In the June 30 negotiations among European Union leaders about who will hold the top posts in the EU, Bulgaria turned down the position of EU foreign policy chief, Prime Minister Boiko Borissov told reporters.
“What is more important to us – a commissioner with a real portfolio, or a senior European negotiator,” Borissov said on July 1, according to a report by Bulgarian National Radio.
On June 30, the European Council failed to come up with an agreement on who will hold the bloc’s top posts. Talks resumed on the morning of July 1, again with no result, and now reportedly are to continue on July 2.
Media reports said that the name of Mariya Gabriel, currently Bulgaria’s European Commissioner and holder of the digital society portfolio, had been mooted as the next EU foreign policy chief.

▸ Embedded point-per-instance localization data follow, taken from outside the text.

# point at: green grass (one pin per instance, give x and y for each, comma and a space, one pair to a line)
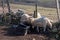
48, 12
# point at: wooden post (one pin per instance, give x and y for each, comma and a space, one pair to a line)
57, 8
8, 5
35, 12
2, 5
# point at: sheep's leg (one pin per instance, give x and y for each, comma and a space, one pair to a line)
44, 25
26, 32
37, 29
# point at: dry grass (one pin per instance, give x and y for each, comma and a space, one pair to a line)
48, 12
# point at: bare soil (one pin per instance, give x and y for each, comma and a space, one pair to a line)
3, 30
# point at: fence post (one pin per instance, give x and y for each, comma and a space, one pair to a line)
2, 5
8, 5
57, 8
35, 11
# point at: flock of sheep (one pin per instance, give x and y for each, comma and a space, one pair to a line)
40, 22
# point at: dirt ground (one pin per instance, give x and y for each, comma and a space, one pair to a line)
26, 37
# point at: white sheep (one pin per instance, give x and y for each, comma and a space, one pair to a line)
39, 22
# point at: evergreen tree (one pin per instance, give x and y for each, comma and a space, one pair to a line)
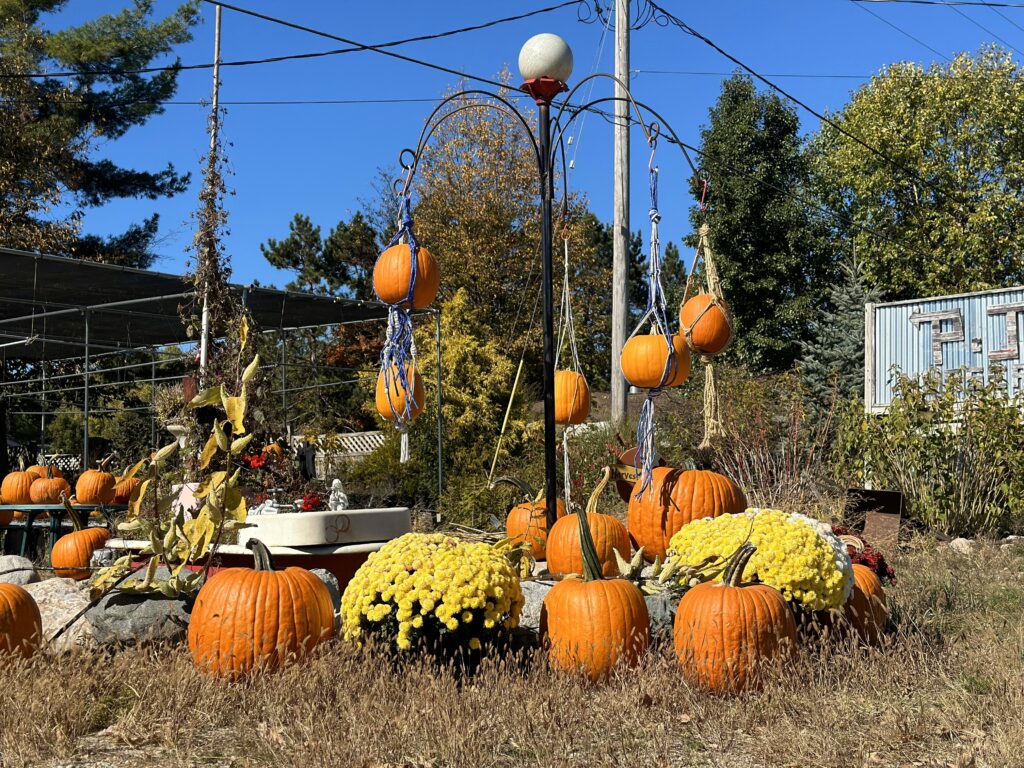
51, 127
768, 246
832, 365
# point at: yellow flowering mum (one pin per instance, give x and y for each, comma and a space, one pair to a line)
797, 555
430, 587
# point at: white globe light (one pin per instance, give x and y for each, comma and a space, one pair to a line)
546, 55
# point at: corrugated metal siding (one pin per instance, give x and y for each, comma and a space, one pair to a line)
900, 345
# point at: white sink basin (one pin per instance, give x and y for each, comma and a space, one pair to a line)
320, 528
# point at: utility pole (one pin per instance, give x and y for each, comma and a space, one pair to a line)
621, 221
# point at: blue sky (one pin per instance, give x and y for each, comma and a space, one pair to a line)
321, 160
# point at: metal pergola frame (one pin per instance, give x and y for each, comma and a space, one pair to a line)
25, 337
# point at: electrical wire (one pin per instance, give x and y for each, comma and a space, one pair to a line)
353, 47
906, 170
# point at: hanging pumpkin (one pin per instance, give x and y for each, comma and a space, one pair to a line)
866, 611
643, 360
249, 620
528, 521
706, 324
95, 485
20, 625
726, 633
123, 489
571, 397
44, 471
391, 395
675, 498
592, 624
391, 276
16, 487
608, 535
49, 489
72, 553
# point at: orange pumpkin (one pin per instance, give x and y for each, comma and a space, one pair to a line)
390, 395
73, 552
706, 324
571, 397
40, 471
391, 276
123, 489
675, 498
866, 611
16, 487
95, 485
564, 553
20, 625
248, 620
49, 489
644, 358
528, 521
592, 625
726, 634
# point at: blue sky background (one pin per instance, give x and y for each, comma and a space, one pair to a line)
321, 160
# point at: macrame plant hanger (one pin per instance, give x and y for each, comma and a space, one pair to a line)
655, 314
398, 354
567, 338
712, 286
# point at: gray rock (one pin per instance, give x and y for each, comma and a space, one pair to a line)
662, 610
962, 546
534, 592
331, 582
126, 619
15, 569
59, 600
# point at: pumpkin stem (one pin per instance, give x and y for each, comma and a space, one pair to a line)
591, 562
733, 574
528, 495
261, 555
76, 519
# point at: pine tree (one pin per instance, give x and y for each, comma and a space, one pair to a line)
50, 127
832, 365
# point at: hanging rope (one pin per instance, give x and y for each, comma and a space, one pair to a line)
646, 455
398, 354
714, 428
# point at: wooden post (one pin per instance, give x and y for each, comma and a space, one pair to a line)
621, 223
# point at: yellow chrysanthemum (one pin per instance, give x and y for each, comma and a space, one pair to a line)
796, 554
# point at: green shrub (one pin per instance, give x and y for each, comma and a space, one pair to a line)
953, 449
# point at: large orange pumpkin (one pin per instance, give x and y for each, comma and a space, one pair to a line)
248, 620
528, 521
20, 625
95, 485
706, 324
592, 625
726, 634
675, 498
389, 394
49, 489
391, 276
123, 489
564, 553
73, 552
644, 357
866, 611
40, 471
571, 397
16, 487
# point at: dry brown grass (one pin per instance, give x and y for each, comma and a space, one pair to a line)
948, 689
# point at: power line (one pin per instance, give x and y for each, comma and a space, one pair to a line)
352, 47
906, 170
900, 30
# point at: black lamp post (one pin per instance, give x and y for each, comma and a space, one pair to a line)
545, 64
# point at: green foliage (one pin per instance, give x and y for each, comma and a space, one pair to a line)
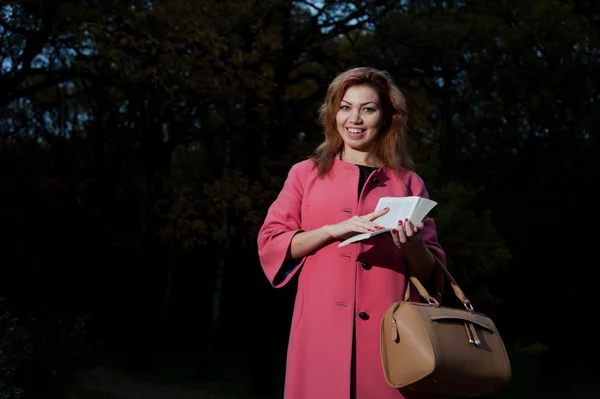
134, 132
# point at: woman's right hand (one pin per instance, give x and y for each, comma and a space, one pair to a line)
356, 225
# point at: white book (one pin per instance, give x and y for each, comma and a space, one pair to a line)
414, 208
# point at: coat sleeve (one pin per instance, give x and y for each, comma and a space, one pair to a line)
417, 187
282, 223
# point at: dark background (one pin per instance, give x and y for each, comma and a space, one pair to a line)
141, 143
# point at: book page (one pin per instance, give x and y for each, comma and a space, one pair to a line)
414, 208
422, 209
400, 209
363, 236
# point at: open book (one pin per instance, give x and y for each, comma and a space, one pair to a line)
413, 208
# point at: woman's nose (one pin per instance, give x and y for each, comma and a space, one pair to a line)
355, 117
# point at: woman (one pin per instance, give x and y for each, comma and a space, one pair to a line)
343, 292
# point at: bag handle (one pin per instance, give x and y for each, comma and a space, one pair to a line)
425, 294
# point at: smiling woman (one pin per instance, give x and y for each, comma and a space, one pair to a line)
358, 122
343, 292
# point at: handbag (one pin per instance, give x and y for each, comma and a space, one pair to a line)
431, 349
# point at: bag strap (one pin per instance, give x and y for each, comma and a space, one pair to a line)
425, 294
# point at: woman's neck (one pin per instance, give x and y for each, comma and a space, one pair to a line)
359, 158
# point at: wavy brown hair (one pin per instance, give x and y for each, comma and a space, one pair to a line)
390, 146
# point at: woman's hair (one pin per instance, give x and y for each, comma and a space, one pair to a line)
390, 146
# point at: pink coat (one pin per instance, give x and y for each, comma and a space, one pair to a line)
341, 291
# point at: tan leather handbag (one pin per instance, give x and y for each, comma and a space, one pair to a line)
431, 349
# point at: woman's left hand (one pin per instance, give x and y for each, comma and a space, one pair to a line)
407, 234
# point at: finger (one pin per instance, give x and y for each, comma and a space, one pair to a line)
419, 228
409, 228
402, 233
395, 237
376, 214
362, 222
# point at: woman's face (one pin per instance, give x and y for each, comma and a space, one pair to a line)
359, 118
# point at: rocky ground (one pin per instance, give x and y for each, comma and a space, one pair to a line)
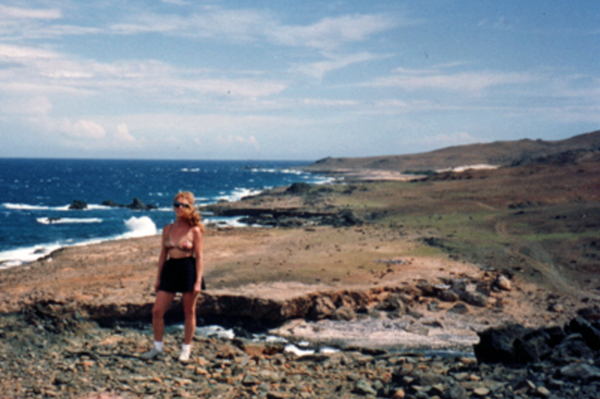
383, 272
47, 355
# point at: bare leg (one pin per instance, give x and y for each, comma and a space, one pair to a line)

Borissov also rejected claims that Bulgaria’s Kristalina Georgieva, twice a European Commissioner and a senior World Bank official, was being tipped to be the next President of the European Council.
With the lack of agreement in negotiations, there was no way this would happen, he said.
Borissov, who had said that he stood firmly behind the candidacy of Manfred Weber as the European People’s Party candidate to be President of the European, hinted after talks with centre-left candidate Frans Timmermans that he could reconsider his position.
Some media reports on July 1, quoting diplomatic sources, said that Timmermans could become President of the European Commission, while Weber would be handed the post of European Parliament President.
Negotiations on the posts are complicated not only by the respective demands of the different leaders of EU governments, but also by the EU’s principle that in sharing out the top posts in the bloc, there should be balance of gender, geographical and political factors.